A project I was involved in recently left me a bad taste. A friend asked me to help with managing a project. The vision seemed inspiring, the challenge up to my skills and interests.
The project however didn’t turn out to be as interesting as I initially thought. I had to power through it, make the best out of it while waiting for the day for it to be over soon. I have promised, and I really didn’t want to disappoint my friend.
I’m definitely not the only one with the fear of letting your team members down or damaging a potential relationship. If I fail to achieve my own goal, at least I’m the only one bearing it. But if I let other people down… Some people shine in that kind of pressure and responsibility. Not me.

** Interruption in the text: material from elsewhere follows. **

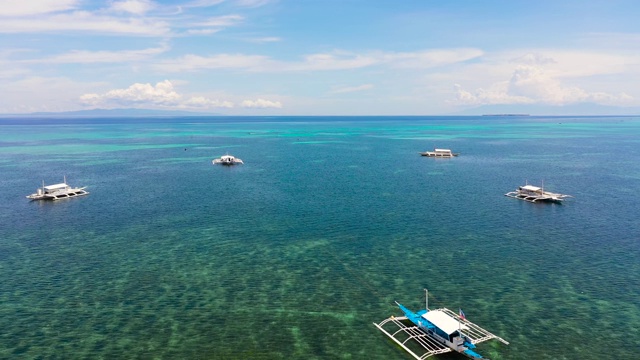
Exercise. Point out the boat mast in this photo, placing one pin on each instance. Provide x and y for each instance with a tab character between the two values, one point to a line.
426	299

This episode made me wonder about the nuances of motivation at work, especially for those freelancers like me.
Ideally, no one wants to operate out of fear. I maybe afraid of letting my team mates down, but what really motivates me is how much I love working with them for the vision we both share. The unsettling reality is that many hidden fears still play a big part even among people who get along well, and part of the real Work is to uncover and embrace these fears.
Our motivation is rarely that black and white. What the romantic notion of “Do what you love, and no single day will feel like work” misses is that while it maybe the work we think we love, in the experience of working itself, fear and love are inextricably entangled. Each motivates in its own way, which is why it is even more important to notice the subtle differences.
Whenever fear drives me to do something, I’d complete it feeling relieved but somehow cut off. “That was good, thank you, but enough. No more”. In a sense, fear uses up the irrenewable energy reservoir in me.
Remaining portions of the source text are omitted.